Hier soir, j'imaginais un apiculteur parisien (une espèce rare), un sénateur bucolique (plus courant) ou un élève des écoles descendant de la montagne (oui, c'est vrai, ils ne sont plus si nombreux)... philosophe et poète, rive gauche en tout cas. Ou bien un officier du 2ème bureau habitué à traquer les blogs anonymes et discrets et qui aurait pêché son pseudo sur un plan de métro, genre (au hasard des clins d'oeil possible) Duvernet, Corvisart, La Tour-Maubourg, Vaneau, etc. mais rive gauche, manifestement. Bref, j'étais perplexe.
Et ce soir, nous voilà parti de l'autre côté de la Seine, au Nord, au delà des Flandres, sur le bord d'un canal... par un petit matin, le ciel, radieux, est encore nuageux, à peine dégagé après l'averse et là, la silhouette délicate de la ville de Delft suspendue entre le canal et le ciel, entre le ciel et le canal. Et ce mystérieux commentateur, serait-il un voyageur égaré entre Amsterdam et Utrecht, mélancolique et polyglotte (suffisamment pour venir à bout du leave a comment, save draft, preview and publish) ? un écrivain qui aurait tenu une chronique épistolaire et amoureuse depuis un monastère flamand ? Je suis dubitatif... chers lecteurs, nous sommes tenus hors d'haleine !
Cher Anonymous, à bientôt ?
Jan
Les histoires de couple compliquées
Ce soir, le blockbuster bi-mensuel avec O ; une petite institution, mine de rien. Bref, l'histoire de M. et Mme Smith, couple américain moyen, côte est, purs dinkies, qui commence une thérapie de couple après 5 ans, 6 ans, enfin, 5-6 ans de mariage. Je vous passe les problèmes (nombreux et classiques), les rebondissements (très nombreux, classiques), les cascades et autres scènes d'action (très très nombreuses, parfois très classiques, mais ça fonctionne plutôt bien), quelques traits d'humour (si, si, la salle a bien ri), je passe sur l'essentiel pour ne retenir que les deux bonnes heures, sans prétention mais sans vergogne (même si l'intrigue est tout de même très prétextuelle, j'assume).

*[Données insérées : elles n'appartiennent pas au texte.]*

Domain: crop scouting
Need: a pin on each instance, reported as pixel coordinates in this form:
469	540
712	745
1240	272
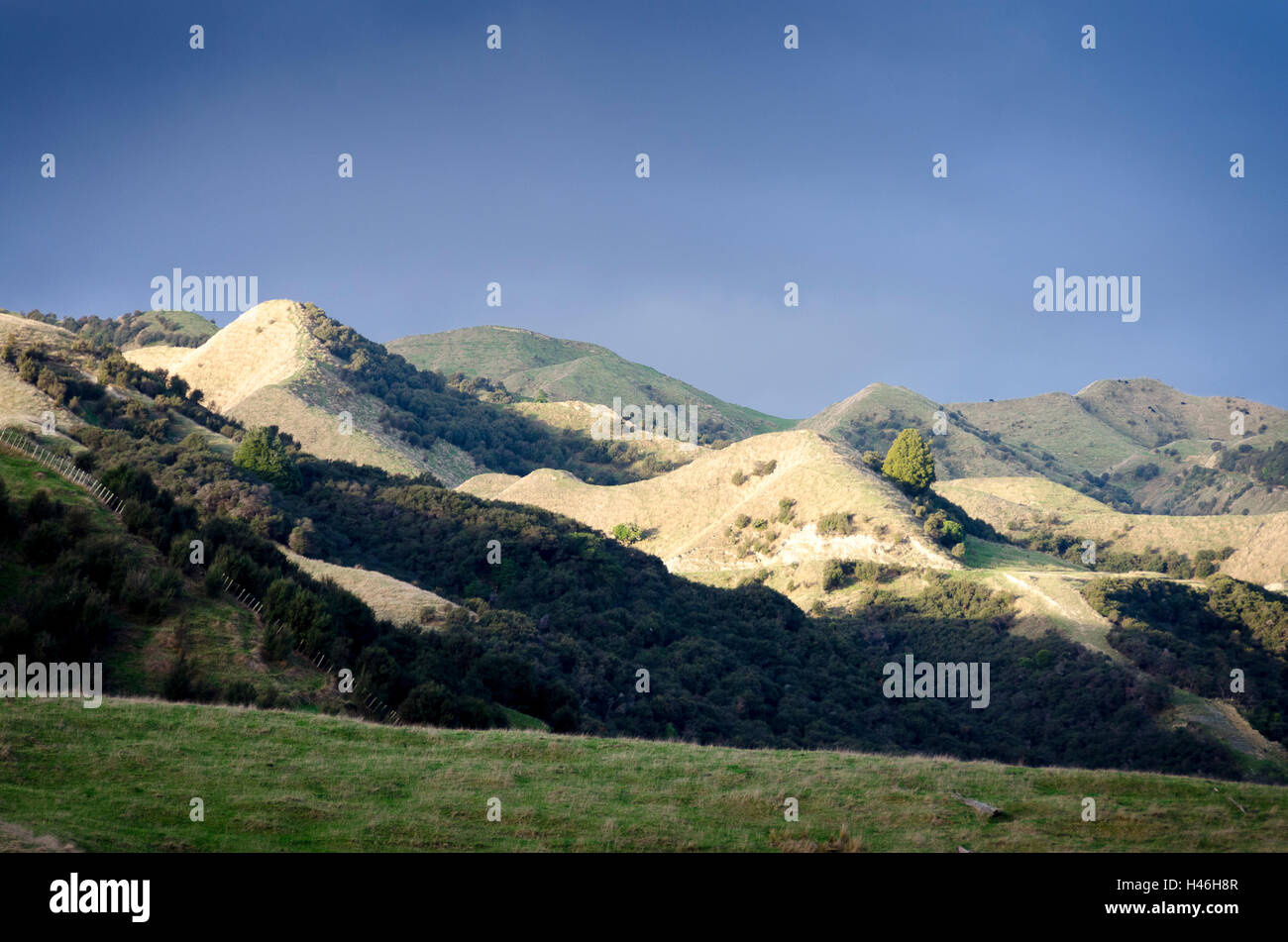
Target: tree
629	533
910	461
263	453
304	538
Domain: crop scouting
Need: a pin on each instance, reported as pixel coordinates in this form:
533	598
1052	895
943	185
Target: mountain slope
1134	444
532	365
267	368
1021	506
690	516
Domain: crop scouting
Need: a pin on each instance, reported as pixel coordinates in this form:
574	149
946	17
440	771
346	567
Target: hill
536	366
567	618
1133	444
347	399
1030	507
698	520
290	782
156	629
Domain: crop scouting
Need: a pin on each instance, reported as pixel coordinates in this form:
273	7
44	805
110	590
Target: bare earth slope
266	368
690	515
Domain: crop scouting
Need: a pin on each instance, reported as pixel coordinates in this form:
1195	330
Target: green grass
529	364
185	322
121	778
25	476
986	555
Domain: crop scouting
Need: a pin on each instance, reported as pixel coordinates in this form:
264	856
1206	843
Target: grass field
121	779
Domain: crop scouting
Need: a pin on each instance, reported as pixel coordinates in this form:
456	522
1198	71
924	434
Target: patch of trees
1267	466
1196	637
910	463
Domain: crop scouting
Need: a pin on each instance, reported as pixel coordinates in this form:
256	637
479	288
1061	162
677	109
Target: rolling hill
1134	444
692	516
267	368
536	366
1025	504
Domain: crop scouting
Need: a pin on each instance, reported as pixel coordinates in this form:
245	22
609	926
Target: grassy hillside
288	782
698	520
390	598
344	398
533	365
1134	444
149	628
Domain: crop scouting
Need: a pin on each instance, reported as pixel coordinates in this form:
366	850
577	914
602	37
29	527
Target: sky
767	166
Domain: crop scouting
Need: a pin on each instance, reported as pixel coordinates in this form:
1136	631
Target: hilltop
1024	507
536	366
1134	444
698	520
344	398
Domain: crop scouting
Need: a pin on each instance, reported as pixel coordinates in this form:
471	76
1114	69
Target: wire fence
318	659
64	468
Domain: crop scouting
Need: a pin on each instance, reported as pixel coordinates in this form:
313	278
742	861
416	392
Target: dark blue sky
767	166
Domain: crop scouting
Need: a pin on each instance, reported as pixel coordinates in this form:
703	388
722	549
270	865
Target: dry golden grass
265	368
1260	541
398	601
688	515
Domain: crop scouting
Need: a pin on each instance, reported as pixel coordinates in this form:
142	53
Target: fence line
318	659
64	468
67	469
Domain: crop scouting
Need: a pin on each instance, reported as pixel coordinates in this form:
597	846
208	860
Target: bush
629	533
241	692
836	524
265	453
910	461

Ah, je ne vous ai pas dit... M. n'est pas ingénieur en travaux publics (diplômé du MIT), pas plus que Mme n'est administrateur système mais, ils ont un métier commun que va les rapprocher pour le pire et le meilleur : tueur à gages, espion, agent des officines semi officiels, etc... enfin, ne le leur dites pas, ils ne savent pas.
Pour conclure, en exclusivité, la dernière réplique de Mr & Mrs Smith de Doug Liman (promis, ça ne gâchera pas votre plaisir que vous auriez tort de bouder... spéciale dédicace pour Mlle B. qui s'en veut encore d'avoir fini trop vite une critique littéraire) :
- \\\\- -//// (ten)
Bref, une histoire de couple compliquée, comme je les aime... (when asked, the office of M. Jean told us they have no further comment to add).
Voilà, une journée de plus... trop tôt commencée mais pas trop mal finie. A vous la Terre.